Thompson said everyone he knows “stands in opposition to at least some of the” current version of the proposed federal legalization plan.
Some of the worry centers on marijuana surpluses in Canada and other states, like Oregon, where producers would benefit greatly from the ability to dump cheap product into the Michigan market, undercutting existing businesses along the way.
The topic of federal legalization was the focus of a panel discussion at the National Cannabis Industry Association Midwest conference at the TCF Center in Detroit on Wednesday. The National Cannabis Industry Association is a trade organization and lobbying group that is weighing in on efforts to end federal prohibition of marijuana.

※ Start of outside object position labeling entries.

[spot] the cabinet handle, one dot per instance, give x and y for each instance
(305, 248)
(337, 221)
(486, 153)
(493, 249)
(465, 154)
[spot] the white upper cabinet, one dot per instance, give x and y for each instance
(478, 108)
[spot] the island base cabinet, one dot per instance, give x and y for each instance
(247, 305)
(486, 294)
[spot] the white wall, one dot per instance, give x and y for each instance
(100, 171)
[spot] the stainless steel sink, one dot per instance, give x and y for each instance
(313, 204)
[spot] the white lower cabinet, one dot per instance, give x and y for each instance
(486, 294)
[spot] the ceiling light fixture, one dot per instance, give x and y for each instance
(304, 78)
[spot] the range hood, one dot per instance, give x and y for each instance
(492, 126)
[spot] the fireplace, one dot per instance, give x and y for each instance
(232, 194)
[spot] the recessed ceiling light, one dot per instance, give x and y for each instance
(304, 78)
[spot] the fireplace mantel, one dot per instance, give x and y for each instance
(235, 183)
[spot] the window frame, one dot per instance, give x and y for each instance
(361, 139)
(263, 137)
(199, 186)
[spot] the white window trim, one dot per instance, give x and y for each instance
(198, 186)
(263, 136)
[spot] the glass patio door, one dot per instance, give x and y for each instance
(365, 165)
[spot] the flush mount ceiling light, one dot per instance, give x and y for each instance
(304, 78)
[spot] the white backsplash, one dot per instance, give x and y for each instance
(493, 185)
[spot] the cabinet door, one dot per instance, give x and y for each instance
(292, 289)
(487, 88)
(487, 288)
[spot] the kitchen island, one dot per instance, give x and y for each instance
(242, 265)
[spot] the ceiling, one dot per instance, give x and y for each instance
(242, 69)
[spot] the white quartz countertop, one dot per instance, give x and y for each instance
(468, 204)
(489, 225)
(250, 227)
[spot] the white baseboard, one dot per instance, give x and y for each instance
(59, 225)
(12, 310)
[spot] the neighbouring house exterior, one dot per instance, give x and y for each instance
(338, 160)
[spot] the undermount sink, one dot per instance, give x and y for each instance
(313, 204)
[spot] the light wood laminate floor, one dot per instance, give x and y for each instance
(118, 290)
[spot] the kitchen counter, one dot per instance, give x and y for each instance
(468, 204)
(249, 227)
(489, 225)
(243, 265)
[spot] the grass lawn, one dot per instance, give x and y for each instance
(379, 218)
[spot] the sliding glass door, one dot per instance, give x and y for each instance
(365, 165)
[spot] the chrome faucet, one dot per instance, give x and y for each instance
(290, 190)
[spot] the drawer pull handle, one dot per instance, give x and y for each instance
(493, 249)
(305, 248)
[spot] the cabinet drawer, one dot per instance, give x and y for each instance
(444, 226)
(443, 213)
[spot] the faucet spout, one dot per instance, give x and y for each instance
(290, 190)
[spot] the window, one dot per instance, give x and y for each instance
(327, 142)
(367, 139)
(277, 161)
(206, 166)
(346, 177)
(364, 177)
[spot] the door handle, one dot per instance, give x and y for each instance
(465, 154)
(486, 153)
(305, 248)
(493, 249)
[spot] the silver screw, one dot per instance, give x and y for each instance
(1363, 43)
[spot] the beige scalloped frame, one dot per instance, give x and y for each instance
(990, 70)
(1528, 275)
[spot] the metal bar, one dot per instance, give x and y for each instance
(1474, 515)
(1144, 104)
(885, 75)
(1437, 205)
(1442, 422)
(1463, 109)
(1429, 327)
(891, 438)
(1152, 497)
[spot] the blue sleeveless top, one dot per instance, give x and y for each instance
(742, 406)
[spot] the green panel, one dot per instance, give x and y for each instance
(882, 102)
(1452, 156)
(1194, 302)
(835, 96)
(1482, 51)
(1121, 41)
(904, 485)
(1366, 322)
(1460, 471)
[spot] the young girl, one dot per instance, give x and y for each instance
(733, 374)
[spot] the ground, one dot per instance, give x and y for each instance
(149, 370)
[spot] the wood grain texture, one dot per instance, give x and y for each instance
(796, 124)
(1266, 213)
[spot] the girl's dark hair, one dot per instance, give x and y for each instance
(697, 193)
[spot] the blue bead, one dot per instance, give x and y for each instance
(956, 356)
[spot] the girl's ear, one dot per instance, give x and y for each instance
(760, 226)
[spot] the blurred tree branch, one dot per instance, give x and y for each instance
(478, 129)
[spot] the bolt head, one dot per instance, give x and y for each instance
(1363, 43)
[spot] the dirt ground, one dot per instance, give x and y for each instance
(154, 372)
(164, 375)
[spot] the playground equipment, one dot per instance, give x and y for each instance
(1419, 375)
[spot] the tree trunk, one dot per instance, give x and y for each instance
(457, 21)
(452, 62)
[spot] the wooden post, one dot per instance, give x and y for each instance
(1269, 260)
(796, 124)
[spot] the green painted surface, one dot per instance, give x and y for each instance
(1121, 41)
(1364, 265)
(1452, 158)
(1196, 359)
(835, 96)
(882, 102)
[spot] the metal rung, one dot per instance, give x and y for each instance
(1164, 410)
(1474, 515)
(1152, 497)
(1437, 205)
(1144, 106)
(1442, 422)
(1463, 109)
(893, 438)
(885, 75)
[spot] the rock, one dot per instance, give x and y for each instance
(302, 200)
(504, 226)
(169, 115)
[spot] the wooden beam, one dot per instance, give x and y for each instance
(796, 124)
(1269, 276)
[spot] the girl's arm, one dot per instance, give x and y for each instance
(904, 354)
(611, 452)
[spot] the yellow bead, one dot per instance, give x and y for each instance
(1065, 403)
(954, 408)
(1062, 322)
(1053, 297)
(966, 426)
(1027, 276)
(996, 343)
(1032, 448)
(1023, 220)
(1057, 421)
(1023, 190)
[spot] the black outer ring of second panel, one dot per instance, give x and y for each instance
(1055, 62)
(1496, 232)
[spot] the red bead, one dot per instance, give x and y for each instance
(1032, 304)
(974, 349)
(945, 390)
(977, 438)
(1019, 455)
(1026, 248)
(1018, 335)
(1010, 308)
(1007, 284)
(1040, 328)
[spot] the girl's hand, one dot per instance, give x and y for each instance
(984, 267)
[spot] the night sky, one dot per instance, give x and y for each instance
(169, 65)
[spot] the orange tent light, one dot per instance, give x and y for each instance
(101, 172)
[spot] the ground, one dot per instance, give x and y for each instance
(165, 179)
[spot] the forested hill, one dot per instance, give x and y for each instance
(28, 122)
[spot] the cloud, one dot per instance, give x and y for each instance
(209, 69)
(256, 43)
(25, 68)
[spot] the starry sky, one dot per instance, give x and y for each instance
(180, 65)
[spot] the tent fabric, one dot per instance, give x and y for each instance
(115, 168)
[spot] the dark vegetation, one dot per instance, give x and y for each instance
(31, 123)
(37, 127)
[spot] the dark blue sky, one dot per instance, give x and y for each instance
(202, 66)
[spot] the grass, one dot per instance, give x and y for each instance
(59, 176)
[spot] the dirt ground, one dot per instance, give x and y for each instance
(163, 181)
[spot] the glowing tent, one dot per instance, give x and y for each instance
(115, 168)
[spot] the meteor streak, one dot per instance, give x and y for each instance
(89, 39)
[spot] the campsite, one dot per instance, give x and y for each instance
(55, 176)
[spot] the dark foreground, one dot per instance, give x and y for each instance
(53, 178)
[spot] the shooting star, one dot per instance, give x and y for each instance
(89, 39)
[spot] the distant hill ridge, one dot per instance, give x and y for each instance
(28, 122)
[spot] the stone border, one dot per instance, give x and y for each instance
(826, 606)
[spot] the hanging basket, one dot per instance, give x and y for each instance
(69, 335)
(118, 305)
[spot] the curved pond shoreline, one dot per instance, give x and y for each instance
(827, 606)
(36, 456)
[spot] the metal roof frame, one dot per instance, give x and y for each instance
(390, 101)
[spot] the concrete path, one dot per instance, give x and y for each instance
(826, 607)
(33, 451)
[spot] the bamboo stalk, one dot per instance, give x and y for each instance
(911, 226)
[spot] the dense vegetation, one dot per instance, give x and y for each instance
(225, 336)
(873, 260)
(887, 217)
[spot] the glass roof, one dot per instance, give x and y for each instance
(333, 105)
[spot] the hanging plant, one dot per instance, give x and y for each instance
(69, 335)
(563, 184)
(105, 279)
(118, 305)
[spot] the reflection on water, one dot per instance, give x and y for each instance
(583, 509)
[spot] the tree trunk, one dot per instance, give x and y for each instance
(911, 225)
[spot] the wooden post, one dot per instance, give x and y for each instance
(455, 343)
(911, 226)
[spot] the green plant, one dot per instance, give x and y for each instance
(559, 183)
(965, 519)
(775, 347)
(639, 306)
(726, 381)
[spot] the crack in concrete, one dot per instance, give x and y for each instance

In a draft of federal legalization legislation released in July by Democratic U.S. Senators Chuck Schumer of New York; Corey Booker of New Jersey; and Ron Wyden of Oregon, entitled the Cannabis Administration and Opportunity Act, there is a proposed 25% federal excise tax for marijuana in the fourth year after legalization. That’s on top of existing state taxes, currently at 16% for recreational marijuana in Michigan.
National Cannabis Industry Association Midwest deputy director of government relations Michelle Rutter Friberg, said that’s too much.
“This is on top of really onerous state and local taxes,” she said, adding that it’s unlikely those will be reduced in the wake of a new federal tax.
“The conversations that we’re having about that are: What are they trying to get out of this tax provision?,” Friberg said. “Are we just a cash cow? Are we to make up for a budget shortfall, or what are the goals that they have? Because we keep going back them and saying, ‘You cannot tax this high’; this is not going to have the intended outcome that you were trying to achieve.”
While Friberg said some businesses might view federal legalization as “the boogeyman that’s out there,” she’s never had an NCIA member company tell her they’re entirely against federal legalization.
One stated goal of federal legalization is to combat the black market, but new taxes could encourage the illicit market.
If significant new federal taxes are imposed, “the black market will have a party like you have never seen before,” Thompson said. “It was nearly impossible to eliminate illegal cannabis sales when there was no tax; it is impossible to eliminate unlicensed sales with a 10% tax rate; and if the tax climbs to 35% or higher, the regulated market will shrink rapidly as people return to their unlicensed cannabis sources forever.”